I am currently examining a mediational model that requires the integration algorithm. Since the "model indirect" statement with bootstrapped standard errors is not available with this algorithm, would you have any recommendations for methods of calculating estimates of the indirect effect and possibly even standard errors (e.g. one of the product or difference methods)?
To clarify: 1) I can use the product coefficient approach with the deta method for standard errors? 2) Is there any way to test the assumption of a normally distributed sampling distribution for the indirect effect?

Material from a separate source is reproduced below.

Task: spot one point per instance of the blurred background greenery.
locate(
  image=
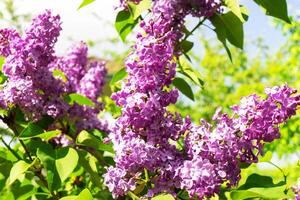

Hi Charles, One thing you could do is formulate an empirical distribution of the product based on your raw parms and se's - Dave MacKinnon has a new program that does this for the Asymmetric Confidence Interval test for mediation (in SPSS, SAS and R - and I imagine Mplus in the not-too-distant future ). Here's the link:
If you use this, one rough (but pretty good) clue that I would look see is if the distribution approaches normality in the output are in the critical values of the 2.5th and 97.5th percentiles of the empirical distribution of your product - if they deviate from |1.96|, it's not normal. From what I remember, as the sizes of the ratio of the parms/se's (i.e., the Z-statistics) for the individual paths get larger, the product tends toward normality. If you have big effects and/or big sample (as Bengt alludes to), you'll be more likely to see it approach normality. You could also edit Dave's code to a) output the distribution and b) do formal tests for normality on your empirical distribution (i.e., the normality test that comes with SAS Proc Univariate). The ref for the program is here:
MacKinnon, D. P., Fritz, M. S., Williams, J., & Lockwood, C. M. (in press) Distribution of the product confidence limits for the indirect effect program PRODCLIN. Behavior Research Methods.
His 2002 Psych Methods paper and/or his 2004 MBR paper talk about conditions when the distribution should approach normality. Hopefully, other mediation folks can weigh in if I have erred anywhere in this post......
Mark Prince posted on Friday, August 10, 2012 - 12:26 am
I see here that the last post was in 2006. Is there currently an Mplus equivalent of PRODCLIN?